実践にあたっては、ICTの活用が重要です。ICTの活用で生徒の主体的な学習を促進し、各自に適した学習方法の発見を支援します。
またその土台となる教師の専門性の向上や教育環境の整備も不可欠となってきます。(※1)
「個別最適な学び」が注目される背景
「個別最適な学び」が注目される背景には、文部科学省による教育ビジョンの変革があります。2021年1月の答申(※1)では、全ての子供たちの可能性を引き出すために、個別最適な学びの実現が強調されました。学習指導要領の中で示された資質・能力の育成を進めるためには、ICTを活用し、多様な子供たちを対象にした教育が不可欠です。
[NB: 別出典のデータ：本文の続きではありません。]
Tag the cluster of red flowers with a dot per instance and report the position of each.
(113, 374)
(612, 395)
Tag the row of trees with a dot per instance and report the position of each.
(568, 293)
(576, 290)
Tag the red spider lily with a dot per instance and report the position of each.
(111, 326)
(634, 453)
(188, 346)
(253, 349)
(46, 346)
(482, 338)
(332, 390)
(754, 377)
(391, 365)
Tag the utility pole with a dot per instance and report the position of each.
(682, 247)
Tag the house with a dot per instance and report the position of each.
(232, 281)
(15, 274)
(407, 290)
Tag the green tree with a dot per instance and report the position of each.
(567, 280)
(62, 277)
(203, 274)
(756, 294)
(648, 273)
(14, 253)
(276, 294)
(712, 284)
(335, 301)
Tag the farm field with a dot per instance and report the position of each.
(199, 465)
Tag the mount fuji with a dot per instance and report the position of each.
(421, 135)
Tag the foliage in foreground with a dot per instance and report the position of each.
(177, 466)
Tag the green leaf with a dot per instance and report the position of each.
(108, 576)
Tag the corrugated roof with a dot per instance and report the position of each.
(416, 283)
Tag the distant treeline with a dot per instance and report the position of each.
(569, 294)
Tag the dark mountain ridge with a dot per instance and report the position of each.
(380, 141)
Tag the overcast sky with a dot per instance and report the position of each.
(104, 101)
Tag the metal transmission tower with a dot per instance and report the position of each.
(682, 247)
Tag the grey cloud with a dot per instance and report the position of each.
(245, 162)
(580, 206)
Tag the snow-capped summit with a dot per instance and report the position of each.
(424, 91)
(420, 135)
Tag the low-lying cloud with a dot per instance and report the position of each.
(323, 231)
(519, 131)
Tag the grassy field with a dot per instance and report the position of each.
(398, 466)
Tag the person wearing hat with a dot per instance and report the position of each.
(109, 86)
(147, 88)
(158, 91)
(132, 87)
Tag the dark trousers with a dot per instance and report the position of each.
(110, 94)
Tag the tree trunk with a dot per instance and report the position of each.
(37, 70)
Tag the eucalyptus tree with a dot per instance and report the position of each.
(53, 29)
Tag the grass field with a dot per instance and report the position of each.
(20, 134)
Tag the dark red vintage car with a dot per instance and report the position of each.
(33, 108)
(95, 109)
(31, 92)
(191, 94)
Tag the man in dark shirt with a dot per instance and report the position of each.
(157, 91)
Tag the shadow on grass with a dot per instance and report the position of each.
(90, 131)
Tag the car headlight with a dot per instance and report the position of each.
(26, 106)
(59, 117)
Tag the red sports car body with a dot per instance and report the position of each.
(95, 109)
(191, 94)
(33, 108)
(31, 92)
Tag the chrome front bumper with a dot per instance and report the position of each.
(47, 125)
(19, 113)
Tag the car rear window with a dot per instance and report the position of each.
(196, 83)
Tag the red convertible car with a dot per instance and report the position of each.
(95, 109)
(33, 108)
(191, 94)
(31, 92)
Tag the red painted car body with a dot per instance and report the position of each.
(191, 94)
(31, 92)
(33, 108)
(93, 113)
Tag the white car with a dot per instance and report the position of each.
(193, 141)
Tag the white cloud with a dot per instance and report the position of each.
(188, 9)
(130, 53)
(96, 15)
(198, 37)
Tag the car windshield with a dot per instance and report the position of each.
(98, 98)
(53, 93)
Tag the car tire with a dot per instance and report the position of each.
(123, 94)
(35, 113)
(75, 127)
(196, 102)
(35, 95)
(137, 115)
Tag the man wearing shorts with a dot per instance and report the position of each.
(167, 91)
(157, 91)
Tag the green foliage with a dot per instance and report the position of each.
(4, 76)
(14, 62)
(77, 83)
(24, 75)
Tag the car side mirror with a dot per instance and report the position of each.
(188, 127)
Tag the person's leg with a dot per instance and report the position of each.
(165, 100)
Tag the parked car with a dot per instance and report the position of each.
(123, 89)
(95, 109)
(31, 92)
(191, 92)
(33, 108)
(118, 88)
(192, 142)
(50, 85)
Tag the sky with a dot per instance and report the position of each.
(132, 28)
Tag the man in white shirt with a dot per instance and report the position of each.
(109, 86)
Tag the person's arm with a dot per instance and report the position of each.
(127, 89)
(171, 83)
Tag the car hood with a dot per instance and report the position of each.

個別最適な学びは協働的な学びとの一体的な充実を図ることが大切
上述の答申では個別最適な学びと共に協働的な学びも強調されました。文部科学省の中央教育審議会は、「令和の日本型学校教育」の一環として、これら二つの学びの一体的な充実を提言しました。協働的な学びとは何か、一体的な充実とは何かを解説します。
協働的な学びとは
協働的な学びとは、生徒が多様な他者と協力しながら、未来の社会を創造する力を育む学習方法です。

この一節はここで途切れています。